Lavie Tidhar (The Bookman; A Man Lies Dreaming; The Violent Century) is the author of the breakout Campbell and Neukom award-winning novel Central Station, which has been translated into ten languages.

He has also received the British Science Fiction, Neukom Literary, and World Fantasy awards. Tidhar was born in Israel, grew up on a kibbutz, has lived in south Africa, Laos, and Vanuatu, and currently resides in London.

Michael Swanwick

Michael Swanwick has received the Nebula, Theodore Sturgeon, World Fantasy and Hugo Awards, and has the pleasant distinction of having been nominated for and lost more of these same awards than any other writer. He has written ten novels, over a hundred and fifty short stories, and countless works of flash fiction.

Margo Lanagan

Margo Lanagan is an acclaimed writer of novels and short stories. Black Juice was a Michael L. Printz Honor Book, and won two World Fantasy Awards and the Victorian Premier's Award for Young Adult Fiction.

Red Spikes won the CBCA Book of the Year: Older Readers, was a Publishers Weekly Best Book of the Year and a Horn Book Fanfare title, was shortlisted for the Commonwealth Writer's Prize and longlisted for the Frank O'Connor International Short Story Award.

Her novel Tender Morsels won the World Fantasy Award for Best Novel and was an Honor Book in the Michael L. Printz Award for Excellence in Young Adult Literature.

Her novel Sea Hearts was shortlisted for the Stella Prize and won a WA Premiers Book Award, the CBCA Book of the Year: Older Readers, The Norma K Hemming Award and the Barbara Jefferis Award, an Indie Award and an Aurealis Award among many other honours.

Zeroes, and its sequel Swarm, co-authored with Scott Westerfeld and Deborah Biancotti, were New York Times bestsellers.

James Lovegrove

James Lovegrove is the New York Times best-selling author of The Age of Odin, the third novel in his critically-acclaimed Pantheon military SF series.

He was short-listed for the Arthur C. Clarke Award in 1998 for his novel Days and for the John W. Campbell Memorial Award in 2004 for his novel United Kingdom.

He also reviews fiction for the Financial Times.
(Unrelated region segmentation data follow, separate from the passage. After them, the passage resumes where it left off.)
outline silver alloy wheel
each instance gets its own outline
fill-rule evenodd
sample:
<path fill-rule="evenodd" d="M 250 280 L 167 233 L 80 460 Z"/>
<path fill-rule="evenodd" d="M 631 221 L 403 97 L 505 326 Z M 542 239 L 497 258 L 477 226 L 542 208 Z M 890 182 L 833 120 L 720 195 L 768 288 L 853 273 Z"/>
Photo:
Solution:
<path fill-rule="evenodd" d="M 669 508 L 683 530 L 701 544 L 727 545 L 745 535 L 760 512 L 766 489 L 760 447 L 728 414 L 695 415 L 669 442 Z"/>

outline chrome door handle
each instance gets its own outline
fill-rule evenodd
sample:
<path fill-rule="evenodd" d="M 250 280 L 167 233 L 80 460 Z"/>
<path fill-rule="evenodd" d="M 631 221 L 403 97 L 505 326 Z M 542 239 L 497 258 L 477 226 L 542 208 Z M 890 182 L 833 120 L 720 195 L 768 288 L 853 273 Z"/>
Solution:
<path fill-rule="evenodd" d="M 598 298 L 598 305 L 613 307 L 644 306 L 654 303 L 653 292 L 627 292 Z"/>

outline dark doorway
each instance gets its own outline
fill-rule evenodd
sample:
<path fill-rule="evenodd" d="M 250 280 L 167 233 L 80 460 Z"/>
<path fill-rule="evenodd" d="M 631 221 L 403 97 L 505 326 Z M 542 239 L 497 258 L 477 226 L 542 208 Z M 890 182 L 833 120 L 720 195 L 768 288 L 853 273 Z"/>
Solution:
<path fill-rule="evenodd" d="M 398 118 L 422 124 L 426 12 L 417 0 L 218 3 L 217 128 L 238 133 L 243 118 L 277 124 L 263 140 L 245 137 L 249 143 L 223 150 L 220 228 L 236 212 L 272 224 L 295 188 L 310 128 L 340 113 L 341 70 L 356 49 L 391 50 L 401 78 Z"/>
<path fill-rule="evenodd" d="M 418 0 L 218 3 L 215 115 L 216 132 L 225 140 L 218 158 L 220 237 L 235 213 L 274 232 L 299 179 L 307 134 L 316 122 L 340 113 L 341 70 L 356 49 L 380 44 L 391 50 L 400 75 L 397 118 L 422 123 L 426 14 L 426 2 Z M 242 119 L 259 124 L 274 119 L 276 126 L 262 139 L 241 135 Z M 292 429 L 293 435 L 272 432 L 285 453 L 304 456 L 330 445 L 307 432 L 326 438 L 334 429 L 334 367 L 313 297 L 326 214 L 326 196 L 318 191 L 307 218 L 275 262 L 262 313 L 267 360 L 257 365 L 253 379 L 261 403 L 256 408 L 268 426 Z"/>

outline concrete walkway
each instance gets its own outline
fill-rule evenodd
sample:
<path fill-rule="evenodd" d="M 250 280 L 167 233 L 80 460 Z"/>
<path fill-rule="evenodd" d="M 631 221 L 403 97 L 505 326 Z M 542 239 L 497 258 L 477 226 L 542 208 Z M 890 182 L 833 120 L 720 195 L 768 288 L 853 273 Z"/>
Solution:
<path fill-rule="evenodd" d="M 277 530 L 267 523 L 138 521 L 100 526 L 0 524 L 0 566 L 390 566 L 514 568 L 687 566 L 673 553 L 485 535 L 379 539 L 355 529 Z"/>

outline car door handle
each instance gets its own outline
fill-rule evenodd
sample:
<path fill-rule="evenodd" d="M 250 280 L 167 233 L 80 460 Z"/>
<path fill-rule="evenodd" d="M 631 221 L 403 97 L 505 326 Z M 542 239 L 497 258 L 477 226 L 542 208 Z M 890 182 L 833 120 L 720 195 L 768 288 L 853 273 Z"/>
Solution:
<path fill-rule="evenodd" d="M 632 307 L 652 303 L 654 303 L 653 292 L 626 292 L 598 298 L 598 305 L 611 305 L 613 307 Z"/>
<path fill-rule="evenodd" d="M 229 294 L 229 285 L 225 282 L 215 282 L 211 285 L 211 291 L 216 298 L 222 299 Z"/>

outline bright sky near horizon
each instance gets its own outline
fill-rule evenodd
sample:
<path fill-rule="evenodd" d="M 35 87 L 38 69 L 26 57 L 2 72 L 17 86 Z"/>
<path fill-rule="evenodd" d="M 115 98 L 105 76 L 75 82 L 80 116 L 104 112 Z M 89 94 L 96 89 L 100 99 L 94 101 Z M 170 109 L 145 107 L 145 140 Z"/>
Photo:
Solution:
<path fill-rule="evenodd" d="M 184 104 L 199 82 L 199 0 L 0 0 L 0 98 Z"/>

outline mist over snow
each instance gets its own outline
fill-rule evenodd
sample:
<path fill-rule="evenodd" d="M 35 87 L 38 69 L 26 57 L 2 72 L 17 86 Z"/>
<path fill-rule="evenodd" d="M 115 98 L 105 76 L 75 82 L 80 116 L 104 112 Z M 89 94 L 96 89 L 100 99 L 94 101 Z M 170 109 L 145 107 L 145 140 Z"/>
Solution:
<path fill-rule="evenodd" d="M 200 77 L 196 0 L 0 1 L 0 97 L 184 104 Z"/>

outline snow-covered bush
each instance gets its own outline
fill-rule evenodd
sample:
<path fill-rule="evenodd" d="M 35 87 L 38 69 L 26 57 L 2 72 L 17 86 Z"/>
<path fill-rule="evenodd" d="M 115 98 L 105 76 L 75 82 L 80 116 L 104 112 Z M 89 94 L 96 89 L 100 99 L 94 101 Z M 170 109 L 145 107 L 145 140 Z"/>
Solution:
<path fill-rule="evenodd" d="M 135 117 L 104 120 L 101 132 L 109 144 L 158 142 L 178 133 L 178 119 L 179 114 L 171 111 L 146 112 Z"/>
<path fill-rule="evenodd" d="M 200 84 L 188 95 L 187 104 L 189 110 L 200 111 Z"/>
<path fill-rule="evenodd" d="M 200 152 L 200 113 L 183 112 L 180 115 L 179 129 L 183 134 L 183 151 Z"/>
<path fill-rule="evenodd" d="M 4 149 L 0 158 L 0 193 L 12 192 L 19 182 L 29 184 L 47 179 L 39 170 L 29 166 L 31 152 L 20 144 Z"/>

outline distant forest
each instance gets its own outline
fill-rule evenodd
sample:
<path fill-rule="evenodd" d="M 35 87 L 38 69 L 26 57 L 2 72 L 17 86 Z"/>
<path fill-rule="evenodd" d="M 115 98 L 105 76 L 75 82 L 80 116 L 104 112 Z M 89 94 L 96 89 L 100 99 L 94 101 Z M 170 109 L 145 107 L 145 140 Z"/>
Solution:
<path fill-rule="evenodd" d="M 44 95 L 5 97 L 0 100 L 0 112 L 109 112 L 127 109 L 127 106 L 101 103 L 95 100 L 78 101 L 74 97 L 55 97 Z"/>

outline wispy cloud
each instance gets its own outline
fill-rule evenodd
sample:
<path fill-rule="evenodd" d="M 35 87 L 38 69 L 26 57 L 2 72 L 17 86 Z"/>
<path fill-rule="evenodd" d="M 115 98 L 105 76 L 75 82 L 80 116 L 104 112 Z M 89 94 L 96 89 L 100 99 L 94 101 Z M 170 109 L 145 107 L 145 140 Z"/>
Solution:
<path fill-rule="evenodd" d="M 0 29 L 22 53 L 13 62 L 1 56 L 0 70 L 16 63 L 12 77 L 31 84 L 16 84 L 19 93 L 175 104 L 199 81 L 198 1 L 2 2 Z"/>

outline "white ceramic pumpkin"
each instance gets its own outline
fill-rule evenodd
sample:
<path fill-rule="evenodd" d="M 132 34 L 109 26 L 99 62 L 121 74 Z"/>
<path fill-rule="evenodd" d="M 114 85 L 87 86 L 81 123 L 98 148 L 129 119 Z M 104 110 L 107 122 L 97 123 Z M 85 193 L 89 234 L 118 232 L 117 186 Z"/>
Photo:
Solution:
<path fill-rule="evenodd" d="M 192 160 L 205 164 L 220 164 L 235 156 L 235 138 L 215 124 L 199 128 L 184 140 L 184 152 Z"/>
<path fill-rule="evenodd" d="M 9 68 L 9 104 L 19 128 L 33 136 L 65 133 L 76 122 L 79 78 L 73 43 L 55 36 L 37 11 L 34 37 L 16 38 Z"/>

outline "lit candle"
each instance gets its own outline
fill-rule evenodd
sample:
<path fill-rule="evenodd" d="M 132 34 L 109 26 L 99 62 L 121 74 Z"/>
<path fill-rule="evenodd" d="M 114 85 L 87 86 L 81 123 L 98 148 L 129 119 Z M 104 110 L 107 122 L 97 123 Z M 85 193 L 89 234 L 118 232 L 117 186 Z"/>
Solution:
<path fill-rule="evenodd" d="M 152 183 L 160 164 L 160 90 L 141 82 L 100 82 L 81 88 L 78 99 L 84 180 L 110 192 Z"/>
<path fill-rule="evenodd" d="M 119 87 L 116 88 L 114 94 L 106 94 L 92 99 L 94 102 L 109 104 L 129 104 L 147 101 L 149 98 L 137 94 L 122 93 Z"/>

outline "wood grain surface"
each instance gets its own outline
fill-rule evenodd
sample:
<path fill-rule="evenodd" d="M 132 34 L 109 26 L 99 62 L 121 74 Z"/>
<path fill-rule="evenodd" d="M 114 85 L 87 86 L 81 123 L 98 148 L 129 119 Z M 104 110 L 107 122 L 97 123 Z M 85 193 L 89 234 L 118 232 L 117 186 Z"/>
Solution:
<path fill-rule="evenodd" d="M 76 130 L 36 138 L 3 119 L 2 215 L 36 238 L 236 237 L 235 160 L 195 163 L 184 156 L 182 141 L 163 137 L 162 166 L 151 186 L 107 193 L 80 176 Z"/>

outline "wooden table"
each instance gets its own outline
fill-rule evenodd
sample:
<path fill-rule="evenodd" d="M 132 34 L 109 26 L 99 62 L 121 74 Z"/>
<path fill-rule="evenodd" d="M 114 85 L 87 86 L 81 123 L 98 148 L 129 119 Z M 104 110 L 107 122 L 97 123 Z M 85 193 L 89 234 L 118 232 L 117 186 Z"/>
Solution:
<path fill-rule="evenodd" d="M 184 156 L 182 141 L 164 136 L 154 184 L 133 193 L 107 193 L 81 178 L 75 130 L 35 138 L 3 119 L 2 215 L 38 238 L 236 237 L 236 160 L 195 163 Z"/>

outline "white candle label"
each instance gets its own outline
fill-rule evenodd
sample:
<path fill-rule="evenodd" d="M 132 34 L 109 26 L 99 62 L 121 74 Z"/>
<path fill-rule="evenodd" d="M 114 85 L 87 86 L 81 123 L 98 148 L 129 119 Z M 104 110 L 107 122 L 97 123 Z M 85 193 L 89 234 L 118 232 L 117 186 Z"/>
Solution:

He is the author of Sherlock Holmes: Gods of War and Sherlock Holmes: The Stuff of Nightmares for Titan Books.

M. T. Hill

M.T. Hill was born in 1984 and grew up in Tameside, Greater Manchester.

He is the author of two novels set in a collapsing future Britain: Dundee International Book Prize 2012 finalist The Folded Man, and 2016 Philip K. Dick Award nominee Graft.

He lives on the edge of the Peak District with his wife and son.

John Grant

John Grant is author of about seventy books, including the highly successful Discarded Science, Corrupted Science, and Denying Science.

For a number of years he ran the world-famous fantasy artbook publisher Paper Tiger. He has won the Hugo Award (twice), the World Fantasy Award, and various other international literary awards.

Ken MacLeod

Ken Macleod is one of the leading lights of the new generation of British SF writers.

Nominated for numerous awards he is publihsed around the world to unaminous critical acclaim.